NOW: Since 2016, social media platforms have invested in efforts to combat misinformation, identify online impostors and root out foreign interference in domestic elections. Twitter stopped accepting political ads, while Facebook began verifying the identity of ad buyers in 2018 and further tightened its rules last year. Google has made it harder for advertisers to target audiences based on specific characteristics such as their voting record or political affiliation. The changes haven’t satisfied critics who say the platforms and their policies, and a lack of action by the government, leave the U.S. open to additional disinformation campaigns in 2020 — from both foreign and domestic sources.

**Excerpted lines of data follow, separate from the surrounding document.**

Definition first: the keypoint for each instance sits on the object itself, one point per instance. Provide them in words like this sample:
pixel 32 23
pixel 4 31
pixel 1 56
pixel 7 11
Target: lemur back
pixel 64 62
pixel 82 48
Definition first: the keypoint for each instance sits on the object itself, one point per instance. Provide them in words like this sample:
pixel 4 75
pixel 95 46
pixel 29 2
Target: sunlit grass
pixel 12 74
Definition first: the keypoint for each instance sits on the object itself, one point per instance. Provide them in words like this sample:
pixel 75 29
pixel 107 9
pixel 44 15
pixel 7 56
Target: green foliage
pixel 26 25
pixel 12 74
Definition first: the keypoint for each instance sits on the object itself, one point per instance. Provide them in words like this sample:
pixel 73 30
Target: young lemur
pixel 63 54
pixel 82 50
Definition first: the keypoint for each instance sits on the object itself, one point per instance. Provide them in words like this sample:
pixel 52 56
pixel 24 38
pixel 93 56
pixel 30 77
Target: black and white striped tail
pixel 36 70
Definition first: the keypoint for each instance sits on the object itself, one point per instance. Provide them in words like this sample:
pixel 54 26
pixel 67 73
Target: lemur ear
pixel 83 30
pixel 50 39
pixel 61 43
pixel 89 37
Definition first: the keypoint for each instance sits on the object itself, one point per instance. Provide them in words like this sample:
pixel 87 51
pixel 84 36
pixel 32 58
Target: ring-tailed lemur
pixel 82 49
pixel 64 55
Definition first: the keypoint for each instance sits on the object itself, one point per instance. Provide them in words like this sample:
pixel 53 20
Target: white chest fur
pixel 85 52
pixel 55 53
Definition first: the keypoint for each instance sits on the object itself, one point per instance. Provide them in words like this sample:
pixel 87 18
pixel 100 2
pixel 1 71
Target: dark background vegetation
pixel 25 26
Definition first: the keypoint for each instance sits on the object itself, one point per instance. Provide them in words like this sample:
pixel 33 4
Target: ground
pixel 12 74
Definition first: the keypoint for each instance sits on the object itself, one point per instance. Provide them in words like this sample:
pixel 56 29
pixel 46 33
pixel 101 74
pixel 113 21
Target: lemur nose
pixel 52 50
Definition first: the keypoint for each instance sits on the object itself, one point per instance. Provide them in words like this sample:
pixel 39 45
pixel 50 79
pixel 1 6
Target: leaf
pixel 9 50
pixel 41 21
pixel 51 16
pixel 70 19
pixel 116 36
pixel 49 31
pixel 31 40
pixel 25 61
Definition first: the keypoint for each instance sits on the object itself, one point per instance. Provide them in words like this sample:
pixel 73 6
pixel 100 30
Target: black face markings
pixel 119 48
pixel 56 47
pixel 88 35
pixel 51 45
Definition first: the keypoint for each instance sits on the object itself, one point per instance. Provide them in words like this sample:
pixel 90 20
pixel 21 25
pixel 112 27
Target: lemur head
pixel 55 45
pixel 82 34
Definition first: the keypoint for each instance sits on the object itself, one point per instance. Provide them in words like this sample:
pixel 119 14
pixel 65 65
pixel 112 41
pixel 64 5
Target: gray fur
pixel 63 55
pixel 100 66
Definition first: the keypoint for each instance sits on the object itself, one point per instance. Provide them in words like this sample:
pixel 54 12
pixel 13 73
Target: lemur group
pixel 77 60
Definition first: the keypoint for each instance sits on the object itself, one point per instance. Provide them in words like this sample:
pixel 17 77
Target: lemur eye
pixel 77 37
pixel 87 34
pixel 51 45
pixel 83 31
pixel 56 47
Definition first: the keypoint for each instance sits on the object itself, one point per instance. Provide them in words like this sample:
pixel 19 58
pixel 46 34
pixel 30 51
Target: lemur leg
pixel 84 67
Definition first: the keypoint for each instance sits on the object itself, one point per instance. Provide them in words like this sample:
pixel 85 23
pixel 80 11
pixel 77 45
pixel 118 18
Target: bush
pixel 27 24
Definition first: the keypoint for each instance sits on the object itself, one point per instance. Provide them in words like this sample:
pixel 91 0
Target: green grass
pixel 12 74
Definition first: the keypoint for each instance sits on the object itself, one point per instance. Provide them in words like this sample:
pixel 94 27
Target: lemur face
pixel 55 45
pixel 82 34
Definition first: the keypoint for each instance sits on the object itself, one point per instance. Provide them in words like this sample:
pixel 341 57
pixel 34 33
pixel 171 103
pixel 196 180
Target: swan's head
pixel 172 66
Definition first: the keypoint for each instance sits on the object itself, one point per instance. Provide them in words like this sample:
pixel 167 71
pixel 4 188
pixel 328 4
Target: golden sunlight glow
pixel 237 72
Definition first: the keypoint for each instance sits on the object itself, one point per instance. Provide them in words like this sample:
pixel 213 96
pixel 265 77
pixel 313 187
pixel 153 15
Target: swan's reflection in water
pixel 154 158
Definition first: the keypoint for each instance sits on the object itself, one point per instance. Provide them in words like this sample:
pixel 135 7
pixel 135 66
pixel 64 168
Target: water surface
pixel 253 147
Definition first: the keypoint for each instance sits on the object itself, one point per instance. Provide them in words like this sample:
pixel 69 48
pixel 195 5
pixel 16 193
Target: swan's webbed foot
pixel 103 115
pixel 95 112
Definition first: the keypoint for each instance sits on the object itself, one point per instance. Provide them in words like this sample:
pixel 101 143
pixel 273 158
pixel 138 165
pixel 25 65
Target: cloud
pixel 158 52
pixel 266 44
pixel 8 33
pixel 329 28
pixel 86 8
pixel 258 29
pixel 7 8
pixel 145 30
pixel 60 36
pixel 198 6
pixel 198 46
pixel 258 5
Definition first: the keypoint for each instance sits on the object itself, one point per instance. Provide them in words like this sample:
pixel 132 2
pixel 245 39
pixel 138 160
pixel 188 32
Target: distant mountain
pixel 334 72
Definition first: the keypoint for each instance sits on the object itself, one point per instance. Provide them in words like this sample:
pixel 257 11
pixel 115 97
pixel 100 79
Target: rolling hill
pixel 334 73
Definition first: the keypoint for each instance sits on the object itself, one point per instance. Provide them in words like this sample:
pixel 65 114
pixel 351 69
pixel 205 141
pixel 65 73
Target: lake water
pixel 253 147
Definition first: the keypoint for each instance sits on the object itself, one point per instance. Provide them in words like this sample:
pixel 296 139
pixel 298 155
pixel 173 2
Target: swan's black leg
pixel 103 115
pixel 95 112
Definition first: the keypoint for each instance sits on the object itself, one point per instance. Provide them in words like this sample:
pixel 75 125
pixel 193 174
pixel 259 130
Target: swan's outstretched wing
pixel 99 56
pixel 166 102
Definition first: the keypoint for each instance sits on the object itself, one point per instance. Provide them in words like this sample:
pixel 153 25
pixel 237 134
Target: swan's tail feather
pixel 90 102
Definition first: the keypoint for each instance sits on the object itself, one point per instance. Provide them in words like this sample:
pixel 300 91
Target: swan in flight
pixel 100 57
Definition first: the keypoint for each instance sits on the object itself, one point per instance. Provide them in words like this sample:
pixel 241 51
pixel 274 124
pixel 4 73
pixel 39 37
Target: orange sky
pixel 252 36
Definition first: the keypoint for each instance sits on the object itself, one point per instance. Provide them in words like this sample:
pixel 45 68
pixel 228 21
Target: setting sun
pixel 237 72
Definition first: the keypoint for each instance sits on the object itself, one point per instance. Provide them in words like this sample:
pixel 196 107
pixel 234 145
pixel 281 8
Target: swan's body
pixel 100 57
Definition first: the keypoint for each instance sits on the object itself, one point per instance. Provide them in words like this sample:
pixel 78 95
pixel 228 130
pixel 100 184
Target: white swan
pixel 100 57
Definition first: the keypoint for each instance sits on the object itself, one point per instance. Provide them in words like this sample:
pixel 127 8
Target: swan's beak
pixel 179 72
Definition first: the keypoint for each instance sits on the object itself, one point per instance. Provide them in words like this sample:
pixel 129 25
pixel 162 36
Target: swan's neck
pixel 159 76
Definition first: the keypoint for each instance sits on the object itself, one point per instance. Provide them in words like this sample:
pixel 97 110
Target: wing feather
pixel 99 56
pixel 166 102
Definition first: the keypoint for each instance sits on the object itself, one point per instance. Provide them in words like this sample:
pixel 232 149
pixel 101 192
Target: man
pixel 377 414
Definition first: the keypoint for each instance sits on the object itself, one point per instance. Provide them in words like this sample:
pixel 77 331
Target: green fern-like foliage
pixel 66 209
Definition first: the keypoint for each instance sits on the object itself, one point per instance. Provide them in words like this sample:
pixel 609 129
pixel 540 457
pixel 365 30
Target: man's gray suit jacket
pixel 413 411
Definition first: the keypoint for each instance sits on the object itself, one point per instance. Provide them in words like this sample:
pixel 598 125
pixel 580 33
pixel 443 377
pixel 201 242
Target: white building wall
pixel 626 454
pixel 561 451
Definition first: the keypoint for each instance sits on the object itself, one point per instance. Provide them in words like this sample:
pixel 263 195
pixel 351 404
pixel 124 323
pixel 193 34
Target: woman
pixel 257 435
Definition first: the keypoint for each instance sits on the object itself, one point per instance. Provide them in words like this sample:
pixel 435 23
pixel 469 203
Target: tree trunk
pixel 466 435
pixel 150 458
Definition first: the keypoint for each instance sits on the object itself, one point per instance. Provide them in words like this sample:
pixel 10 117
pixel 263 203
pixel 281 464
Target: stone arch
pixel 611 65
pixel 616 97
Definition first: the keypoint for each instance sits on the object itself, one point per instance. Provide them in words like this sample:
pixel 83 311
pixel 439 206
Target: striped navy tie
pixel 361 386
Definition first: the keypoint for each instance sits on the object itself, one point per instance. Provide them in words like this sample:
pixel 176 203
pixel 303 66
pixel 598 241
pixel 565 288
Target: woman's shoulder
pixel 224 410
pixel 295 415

THEN: In 2016, there was no federal law to compel a federal agency or state and local government to disclose the breach of an election system, and a federal policy shielded the identity of all cyber victims regardless of whether election systems are involved. That meant state officials wouldn’t necessarily find out if an electoral system in one of its counties had been attacked and could certify elections without realizing there had been problems.
NOW: There have been no changes to federal law. Even now, the public still doesn’t know which Florida counties were breached by Russian agents in 2016. In a step toward addressing that secrecy, the Trump administration last year released a framework for notifying victims and the public of cyberattacks during the 2020 election. Decisions about whether to provide notification would take into account the need to avoid undermining investigations and to protect sources and methods. Also, the FBI now plans to notify state election officials in the event a local system is breached, but will not release this information to the public.